清都派众修之中,领头的却是自称马玄峰的中年道人。
道人模样高瘦, 一身玄袍,身材倒也挺拔, 颇有几分气势。
只是鹳骨突出, 显得有几分刻薄。
这人听的方汉眉询问,笑笑道:“我等此来拜会,却是从朱平师弟口中,听得王道友手段通玄,特来请教一二。”
方汉眉平静道:“论剑大会在即,诸位若是有心领教我截江手段,自然在会上交手。今日寻上门来,却无必要。”
“就算诸位不用为斗剑之事做准备,我王师弟却也没有空闲,与诸位论法,请教之事,只怕不成。”
这话一出,马玄峰皱眉道:“还未请教道兄尊号。”
“在下方汉眉, 家师卢剑舟!”
听到方汉眉名号, 马玄峰面色微微变化。
玄门各派,对于别家门下内外门弟子, 或许并未尽数了解,但方汉眉这等截江十大真传门徒,名号还是有过耳闻的。
自然重视。
“原来是方道兄,既然是方道兄当面,那我等也就不绕弯子了。我等此来,是听闻朱师弟与贵派王道友恩怨,特来见识见识王道友手段的。”

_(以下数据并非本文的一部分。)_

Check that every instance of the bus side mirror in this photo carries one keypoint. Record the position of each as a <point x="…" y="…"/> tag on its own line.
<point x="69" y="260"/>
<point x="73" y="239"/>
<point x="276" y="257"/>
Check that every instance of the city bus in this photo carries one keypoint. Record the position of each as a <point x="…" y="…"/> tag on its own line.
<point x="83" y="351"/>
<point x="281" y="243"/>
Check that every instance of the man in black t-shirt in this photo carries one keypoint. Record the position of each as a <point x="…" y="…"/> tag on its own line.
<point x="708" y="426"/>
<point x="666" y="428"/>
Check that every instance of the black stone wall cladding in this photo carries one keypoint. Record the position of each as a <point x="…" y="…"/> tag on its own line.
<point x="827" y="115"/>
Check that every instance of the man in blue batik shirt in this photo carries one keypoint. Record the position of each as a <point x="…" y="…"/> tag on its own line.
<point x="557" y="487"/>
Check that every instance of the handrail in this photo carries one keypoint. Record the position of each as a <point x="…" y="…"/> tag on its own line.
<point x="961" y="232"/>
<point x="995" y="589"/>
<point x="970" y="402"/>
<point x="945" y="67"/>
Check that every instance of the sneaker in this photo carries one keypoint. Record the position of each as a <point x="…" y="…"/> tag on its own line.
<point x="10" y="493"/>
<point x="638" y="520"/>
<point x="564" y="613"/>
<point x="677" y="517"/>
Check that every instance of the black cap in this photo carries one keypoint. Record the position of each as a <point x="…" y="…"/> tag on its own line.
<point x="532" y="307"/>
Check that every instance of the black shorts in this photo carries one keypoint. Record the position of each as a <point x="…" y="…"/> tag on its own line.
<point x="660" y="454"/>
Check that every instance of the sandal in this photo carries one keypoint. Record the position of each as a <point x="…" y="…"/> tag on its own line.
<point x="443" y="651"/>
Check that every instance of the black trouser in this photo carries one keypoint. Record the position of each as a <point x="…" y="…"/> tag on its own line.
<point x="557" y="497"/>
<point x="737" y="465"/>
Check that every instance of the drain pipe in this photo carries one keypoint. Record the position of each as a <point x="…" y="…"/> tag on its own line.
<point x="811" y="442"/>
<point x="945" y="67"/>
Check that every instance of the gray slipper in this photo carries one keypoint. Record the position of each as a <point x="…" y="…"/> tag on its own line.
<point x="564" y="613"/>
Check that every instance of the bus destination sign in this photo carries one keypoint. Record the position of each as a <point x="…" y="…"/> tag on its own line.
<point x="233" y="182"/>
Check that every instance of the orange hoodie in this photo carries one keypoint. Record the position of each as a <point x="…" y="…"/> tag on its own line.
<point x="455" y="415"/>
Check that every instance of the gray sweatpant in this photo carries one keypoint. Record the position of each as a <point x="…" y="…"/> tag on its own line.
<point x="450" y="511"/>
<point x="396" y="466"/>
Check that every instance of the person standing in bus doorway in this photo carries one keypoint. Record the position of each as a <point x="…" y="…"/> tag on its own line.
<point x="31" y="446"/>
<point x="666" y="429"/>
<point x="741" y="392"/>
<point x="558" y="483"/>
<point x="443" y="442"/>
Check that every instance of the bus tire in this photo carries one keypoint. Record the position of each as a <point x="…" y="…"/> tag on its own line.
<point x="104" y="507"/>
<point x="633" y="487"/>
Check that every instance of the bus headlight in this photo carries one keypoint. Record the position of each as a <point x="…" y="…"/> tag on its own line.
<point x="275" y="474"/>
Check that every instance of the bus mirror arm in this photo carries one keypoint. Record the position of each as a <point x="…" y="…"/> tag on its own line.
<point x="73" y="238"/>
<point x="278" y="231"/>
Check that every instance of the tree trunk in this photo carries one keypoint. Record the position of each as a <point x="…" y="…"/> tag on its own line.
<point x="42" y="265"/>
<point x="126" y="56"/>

“当然,若是贵派害怕亏输我等之手,丢了颜面,我等也不强求,这便离去。”
方汉眉冷声道:“道友倒是好心思!”
马玄峰笑道:“哪里哪里,一切都只为论道而已。毕竟王道友灵胎未成,便能伤了我家朱师弟,手段端的不俗,我等虽出身玄门大宗,这等事情,却也少见。”
“想来以王道友天资,这两年过去,应该也是炼得法力在身了。我等也不过气海修为, 正好请教一番,说不得见识王道友手段,对我等修行也有帮助, 过些时日论剑会上,兴许还能取得个好些的名次。”
“还望成全才是。”
“当然,我也知道,如此行事,有些耽误王道友修行,却也愿意给些补偿。”
“诸位要见识我截江弟子手段,何须王师叔出手,我来便是!”袁光在旁,看得有些不耐。
他最不喜欢这些弯弯绕绕。
尤其是经历了红叶寺变故之后,更是厌烦他人算计。
今见此幕,自是不爽。
甚至不等清都派众人回应,已是催出了飞剑来,只等着对方一句回应,便要动手。
见袁光行事如此,清都派众修面色都是不由微变。
他们自然都清楚截江剑派弟子性情古怪,不好打交道,却也没想到这么直接。
只是他们挑衅在先,如今却没能逼的王则出面,也不好拒绝了。
无奈只得应下。
……
“看来这清都派也不过尔尔,自号元气大宗,号称有统御周天元气之功,门下弟子,也就这点本事罢了。”
“此番斗剑大会,明面上是为了蛤蟆灵府之宝,实际是要彰显各派弟子手段。清都派所来,想必也是门中天才子弟,今日一见,实在寻常得很。”
论法斗技,点到为止。
何况斗剑大会未开,只为试探手段,终究不会动用真正本事。
因此一番比斗下来。
袁光、燕魁二人出手之下,却只几个回合,便将清都派众人逼退了去。
方汉眉道:“清都派这几个人,此来是为试探王师弟手段,目的不成,想来也是早生退意,未必就动用了几分本事,师侄不可因此而生轻视。”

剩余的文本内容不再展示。